Filaire tombe en panne la science plutôt bien : l'équipe a créé des pixels à l'aide de poteaux à l'échelle nanométrique, avec des nanodisques d'argent et d'or sur le dessus. La distance entre ces poteaux, ainsi que leur diamètre, détermine la couleur de la lumière qu'ils reflètent. Les piliers sont tous d'un nanomètre de haut. La résolution de l'image, au final, est de 100 000 PPP (points par pouce).

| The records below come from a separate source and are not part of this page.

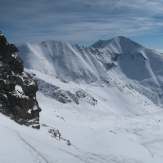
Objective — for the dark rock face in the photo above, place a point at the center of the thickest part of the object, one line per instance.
(17, 89)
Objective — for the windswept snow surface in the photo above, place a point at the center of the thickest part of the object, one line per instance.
(105, 99)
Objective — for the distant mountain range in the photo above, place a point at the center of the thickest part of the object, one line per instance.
(109, 60)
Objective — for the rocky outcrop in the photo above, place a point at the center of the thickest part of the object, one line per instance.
(17, 89)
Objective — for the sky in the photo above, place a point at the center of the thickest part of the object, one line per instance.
(83, 21)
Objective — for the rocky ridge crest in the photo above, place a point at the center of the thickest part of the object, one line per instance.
(17, 89)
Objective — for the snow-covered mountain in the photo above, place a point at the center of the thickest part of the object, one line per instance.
(105, 100)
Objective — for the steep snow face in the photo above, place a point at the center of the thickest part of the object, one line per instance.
(102, 99)
(65, 60)
(115, 59)
(118, 45)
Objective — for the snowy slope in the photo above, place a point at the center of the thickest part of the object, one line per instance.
(105, 99)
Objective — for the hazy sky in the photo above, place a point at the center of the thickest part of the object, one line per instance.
(83, 21)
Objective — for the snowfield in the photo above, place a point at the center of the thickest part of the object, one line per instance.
(105, 100)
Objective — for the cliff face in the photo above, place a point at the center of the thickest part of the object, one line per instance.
(17, 89)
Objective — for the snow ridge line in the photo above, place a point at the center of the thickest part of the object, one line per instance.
(33, 148)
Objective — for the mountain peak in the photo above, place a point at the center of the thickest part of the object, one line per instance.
(119, 44)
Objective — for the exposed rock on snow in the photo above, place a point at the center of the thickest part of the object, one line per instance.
(17, 89)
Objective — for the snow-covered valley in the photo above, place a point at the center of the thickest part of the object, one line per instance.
(105, 100)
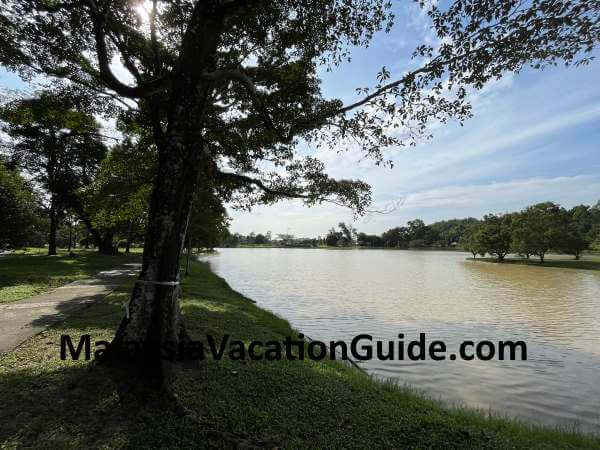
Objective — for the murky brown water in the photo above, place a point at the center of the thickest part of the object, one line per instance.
(330, 294)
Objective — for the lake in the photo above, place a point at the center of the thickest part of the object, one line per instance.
(337, 294)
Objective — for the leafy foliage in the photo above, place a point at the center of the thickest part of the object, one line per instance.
(20, 207)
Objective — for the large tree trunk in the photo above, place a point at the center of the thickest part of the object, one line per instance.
(154, 316)
(53, 226)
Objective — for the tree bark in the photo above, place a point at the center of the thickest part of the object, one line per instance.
(53, 226)
(154, 319)
(129, 237)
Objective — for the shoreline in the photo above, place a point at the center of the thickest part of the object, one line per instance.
(578, 264)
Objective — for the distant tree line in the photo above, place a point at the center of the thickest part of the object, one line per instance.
(535, 231)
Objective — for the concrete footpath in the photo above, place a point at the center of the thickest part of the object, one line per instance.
(25, 318)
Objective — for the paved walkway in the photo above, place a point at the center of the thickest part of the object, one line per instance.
(25, 318)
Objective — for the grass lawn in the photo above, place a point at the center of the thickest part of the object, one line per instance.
(587, 261)
(297, 404)
(31, 272)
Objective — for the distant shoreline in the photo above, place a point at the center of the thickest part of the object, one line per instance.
(582, 264)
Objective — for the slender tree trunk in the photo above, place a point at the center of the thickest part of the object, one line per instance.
(70, 235)
(187, 261)
(53, 227)
(129, 237)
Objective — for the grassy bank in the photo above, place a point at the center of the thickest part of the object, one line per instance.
(31, 272)
(72, 404)
(588, 262)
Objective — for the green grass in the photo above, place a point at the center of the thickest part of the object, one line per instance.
(587, 261)
(31, 272)
(73, 404)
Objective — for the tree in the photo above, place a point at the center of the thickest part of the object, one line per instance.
(348, 233)
(58, 145)
(471, 240)
(540, 227)
(20, 208)
(577, 224)
(333, 237)
(116, 201)
(237, 81)
(209, 223)
(495, 235)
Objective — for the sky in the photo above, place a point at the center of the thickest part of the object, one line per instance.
(535, 137)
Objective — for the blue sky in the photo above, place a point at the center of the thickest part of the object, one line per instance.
(535, 137)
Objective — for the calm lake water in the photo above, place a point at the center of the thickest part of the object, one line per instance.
(339, 294)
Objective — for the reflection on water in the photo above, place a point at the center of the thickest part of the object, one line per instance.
(339, 294)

Qu'entend-on par limite théorique maximale de résolution ? Il s'avère que la longueur d'onde de la lumière est telle que si deux objets sont trop proches l'un de l'autre, la lumière qui se réfléchit sur eux se diffractera. Le résultat est une image floue. Pour la lumière visible, cela se produit lorsque les objets sont distants de 250 nanomètres. C'est la même distance entre les pixels dans la nouvelle méthode à l'échelle nanométrique. A déclaré Chad Mirkin de l'Université Northwestern à la BBC : cela approche la limite de ce qu'il est possible d'imprimer en couleur.

En quoi est-ce utile ? Eh bien, l'équipe pense pouvoir commercialiser la technologie et cherche à obtenir un brevet pour cela. Les applications peuvent inclure de minuscules filigranes - des micro-images pour la sécurité, écrire les membres de l'équipe sur leur papier - ou emballer d'énormes quantités de données sur un DVD. Il y a apparemment aussi des possibilités en cryptographie.

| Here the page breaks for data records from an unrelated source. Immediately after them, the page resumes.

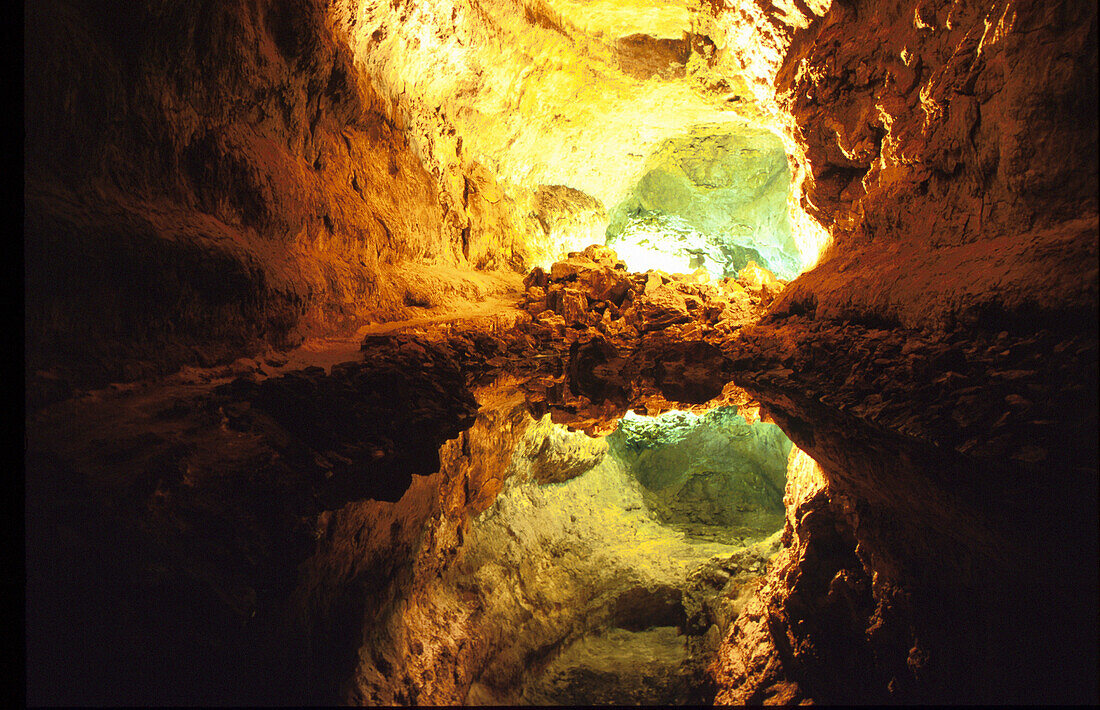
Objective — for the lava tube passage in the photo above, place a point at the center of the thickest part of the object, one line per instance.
(715, 198)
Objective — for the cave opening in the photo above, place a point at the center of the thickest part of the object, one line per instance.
(715, 197)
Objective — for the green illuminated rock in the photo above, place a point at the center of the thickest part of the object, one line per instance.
(713, 476)
(714, 198)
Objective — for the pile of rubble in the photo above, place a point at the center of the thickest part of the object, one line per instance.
(592, 291)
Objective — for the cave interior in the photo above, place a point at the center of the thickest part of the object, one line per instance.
(561, 352)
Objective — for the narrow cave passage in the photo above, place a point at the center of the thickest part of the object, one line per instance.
(410, 352)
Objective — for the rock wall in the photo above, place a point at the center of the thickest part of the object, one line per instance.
(952, 151)
(204, 178)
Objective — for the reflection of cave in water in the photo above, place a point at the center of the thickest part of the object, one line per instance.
(614, 563)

La méthode utilisée par l'équipe pour produire la couleur était intelligente, a déclaré Mirkin. Plutôt que d'utiliser des colorants ou des pigments, l'équipe a créé des couleurs à partir d'un seul matériau en ajustant la nanostructure dans une expérience lithographique.

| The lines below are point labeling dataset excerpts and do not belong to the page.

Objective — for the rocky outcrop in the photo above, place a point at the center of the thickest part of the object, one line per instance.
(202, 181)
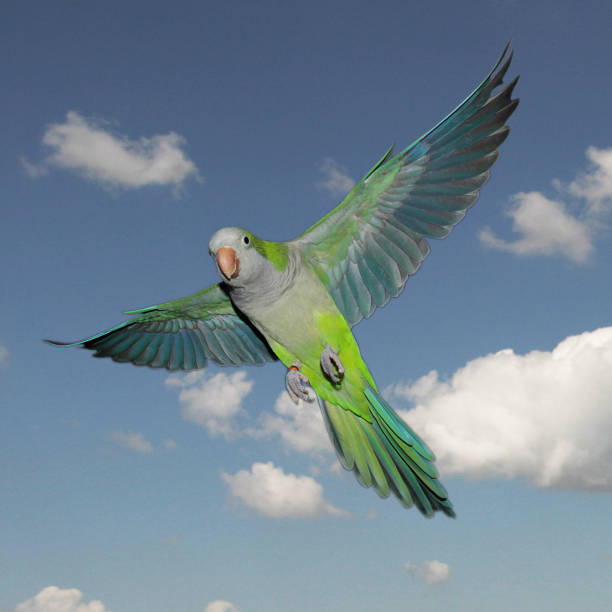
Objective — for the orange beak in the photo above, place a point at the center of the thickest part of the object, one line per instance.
(228, 262)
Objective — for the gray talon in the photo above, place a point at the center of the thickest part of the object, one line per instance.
(331, 365)
(298, 385)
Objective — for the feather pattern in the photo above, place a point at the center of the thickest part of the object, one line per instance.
(375, 238)
(182, 335)
(386, 454)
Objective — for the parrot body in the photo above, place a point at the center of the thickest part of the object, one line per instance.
(298, 300)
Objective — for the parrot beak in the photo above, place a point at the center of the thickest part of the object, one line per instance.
(228, 262)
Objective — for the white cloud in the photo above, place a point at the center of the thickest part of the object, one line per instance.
(544, 416)
(595, 186)
(300, 426)
(93, 151)
(546, 228)
(337, 182)
(220, 606)
(213, 402)
(133, 440)
(271, 492)
(431, 572)
(54, 599)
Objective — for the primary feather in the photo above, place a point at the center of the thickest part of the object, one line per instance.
(297, 300)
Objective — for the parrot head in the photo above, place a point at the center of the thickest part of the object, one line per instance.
(232, 250)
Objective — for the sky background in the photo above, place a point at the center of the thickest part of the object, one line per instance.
(134, 130)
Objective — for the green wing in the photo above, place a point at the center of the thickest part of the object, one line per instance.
(182, 335)
(365, 249)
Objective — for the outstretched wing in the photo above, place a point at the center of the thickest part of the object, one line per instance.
(365, 249)
(182, 335)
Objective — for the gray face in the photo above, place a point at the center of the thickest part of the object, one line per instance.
(236, 260)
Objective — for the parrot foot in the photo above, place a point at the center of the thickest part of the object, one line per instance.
(298, 385)
(331, 365)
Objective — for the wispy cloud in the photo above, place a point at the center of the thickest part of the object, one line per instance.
(299, 426)
(430, 572)
(595, 185)
(336, 182)
(547, 227)
(55, 599)
(133, 441)
(92, 150)
(272, 493)
(212, 402)
(220, 606)
(544, 416)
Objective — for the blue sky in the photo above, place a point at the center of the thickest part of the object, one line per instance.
(133, 131)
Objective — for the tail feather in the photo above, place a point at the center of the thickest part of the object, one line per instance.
(386, 454)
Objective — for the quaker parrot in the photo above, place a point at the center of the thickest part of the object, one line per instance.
(297, 301)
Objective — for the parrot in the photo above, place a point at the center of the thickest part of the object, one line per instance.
(297, 301)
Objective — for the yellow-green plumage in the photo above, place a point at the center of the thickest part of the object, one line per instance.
(293, 300)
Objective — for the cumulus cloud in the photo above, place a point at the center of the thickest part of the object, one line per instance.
(595, 186)
(544, 416)
(220, 606)
(133, 440)
(54, 599)
(91, 149)
(212, 402)
(431, 572)
(272, 493)
(547, 227)
(336, 182)
(299, 426)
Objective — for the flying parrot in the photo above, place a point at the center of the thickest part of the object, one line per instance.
(297, 301)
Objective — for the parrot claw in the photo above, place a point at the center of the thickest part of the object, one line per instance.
(298, 385)
(331, 365)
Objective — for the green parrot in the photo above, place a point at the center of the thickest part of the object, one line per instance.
(297, 301)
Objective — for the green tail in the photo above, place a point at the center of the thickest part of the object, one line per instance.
(386, 454)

Le dernier élément curieux de cette histoire est l'image que les scientifiques ont choisi de reproduire : une image de Lena Soderberg, un mannequin suédois qui a posé en 1972 pour Playboy . Cette image (du cou vers le haut, remarquez) est en fait canonique dans les milieux de l'imagerie informatique. Tout a commencé en 1973, lorsqu'un scientifique en imagerie de l'USC cherchait une bonne image à numériser pour un document de conférence. Signalé Jamie Hutchinson en 2001 : Ils en avaient marre de leur stock d'images de test habituelles, des trucs ennuyeux remontant aux standards télévisuels du travail du début des années 1960. Ils voulaient quelque chose de brillant pour assurer une bonne plage dynamique de sortie, et ils voulaient un visage humain. À ce moment-là, quelqu'un est arrivé avec un numéro récent de Playboy.

À partir de ce moment, l'utilisation de l'image Lena dans les cercles d'imagerie s'est développée, jusqu'à ce qu'elle devienne tout simplement standard. En 1997, Soderberg était l'invité de la 50e conférence annuelle de la Société pour la science et la technologie de l'imagerie . Elle est connue comme la première dame d'Internet, pour l'influence que son image a eue sur les technologies d'imagerie numérique. Étant donné que la compression d'image a essentiellement contribué à construire l'Internet moderne, le président de la société, Jeff Seideman, a mentionné (NSFW), L'utilisation de sa photo est clairement l'un des événements les plus importants de l'histoire de l'imagerie électronique.